Keidi, aujourd'hui joueur de Malaga qui veut revenir à Primera Divisón, n'a aucun souvenir des 97e événements.
En fait, Keidi raconte son enfance à “Radio Marca”, tout en soulignant qu'il jouait constamment dans la rue avec ses amis, alors que ses parents étaient ceux qui souffraient.
Je suis né avec des guerres et les choses étaient très difficiles, mais ceux qui ont vraiment souffert étaient mes parents, ils ont eu un très mauvais moment”.
En fait, ses parents ont vu son talent et à l'âge de 11 ans lui a permis de fuir en Grèce.
Enfant, j'ai toujours rêvé de faire de grandes choses avec le football. À l'école, j'étais très bon à l'école, mais mon esprit était au foot. Comme chaque mère et père fait de mon mieux pour moi. Aller en Grèce n'était pas chose facile pour moi, le thé tous les jours, jusqu'à ce que je m'installe”.

Mais le destin l'enverrait dans un autre pays méditerranéen : celui de l'Espagne.
Je suis retourné cinq ans plus tard dans mon pays natal, exactement à Apollonia, et cinq mois plus tard j'ai été convoqué à l'Atletico Madrid. Je n'ai même pas réfléchi deux fois. Quatre jours que j'étais au centre d'entraînement de Cerro del Espino, puis nous sommes allés en Géorgie en tournée et ensuite signé cinq ans avec Atletico Madrid”.
Il a offensé l'arbitre, a été condamné, puis emprunté à Malaga
À la fin de la dernière édition aux Championnats de la jeunesse Bare, il a pris une décision qui n'était pas attendue, alors qu'il avait sérieusement offensé l'arbitre du match et la Fédération l'a condamné plus tard à neuf matchs.
Il peut avoir influencé le club Madrillian pour l'emprunter à Malaga, bien que Bare lui-même ne l'accepte pas.
J'ai fait de mauvaises choses pour moi et pour l'équipe. J'ai décidé de venir ici parce que j'ai décidé entre le développement et les bijoux. Quand Caminero m'a invité, je n'y ai pas pensé à deux fois et je suis venu ici”

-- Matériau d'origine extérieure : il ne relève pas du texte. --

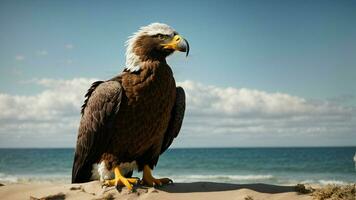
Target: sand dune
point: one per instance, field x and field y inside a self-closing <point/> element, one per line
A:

Bare se souvient également du moment où le tenik López Muñiz lui a offert l'occasion de se présenter pour la première équipe, et ce qui est vrai, c'est que les choses n'ont pas fonctionné comme il le pensait.
Debutova à El Molino. J'ai participé au match quand l'équipe a gagné et joué au Sporting même à 148x1>.
Il se souvient également de ses débuts comme titre à Malaga.
J'étais très nerveux, mais en même temps j'étais très heureux d'être informé que je commencerais à Saragosse. Nous avons gagné 0-2”. Et depuis, Bare a été un titre régulier avec Alfred N'Diaya.
C'est un miroir pour moi, c'est un bon joueur et un bon homme, il m'aide beaucoup à l'intérieur et hors du champ”
Bare parle également du coach Muniz, récemment critiqué par les fans.
Nous sommes à mort avec lui. En vérité, il fait beaucoup de bien, et tout le strip-teaseur le sait. Il fait de son mieux et essaie constamment de nous motiver. Parfois, les choses ne se passent pas comme tu le penses.
Un Albanais amoureux de la nourriture marine et du poisson frit
Établi entre l'Albanie et la Grèce, Keid vit heureux en Espagne et à Malaga, où il peut profiter de l'une de ses passions. C'est le paradis, marcher sur la plage, manger de la nourriture marine... c'est ce que j'aime le plus, c'est drôle, parce qu'en Albanie, il y a une assiette typique que tout le monde mange, des haricots (gemme blanche), et il n'y a pas d'Albanais qui ne le mange pas... sauf moi”, Il rit.

Celui qui aime ce plat grott est Rey Manaj, l'assaillant d'Albacete, le rival direct de Malaga pour la promotion en Ligue et son principal collègue en Albanie.
C'est mon meilleur ami, on parle et il plaisante quand on joue, il va me battre, mais il sait qu'on va gagner”Il rit encore.
C'est Keidi Bare, un garçon de 21 ans qui préfère lire un bon livre ou une bonne conversation au lieu de jouer à des jeux vidéo, qui cherche le soutien de ses parents, qui vivent avec lui, pour suivre la façon dont il a toujours cherché et se rappeler les voies de l'Albanie ou quand il a dû émigrer en Grèce pour continuer son rêve d'être footballeur. C'est déjà un footballeur avec un avenir brillant qui va bientôt abandonner sa lueur méritée.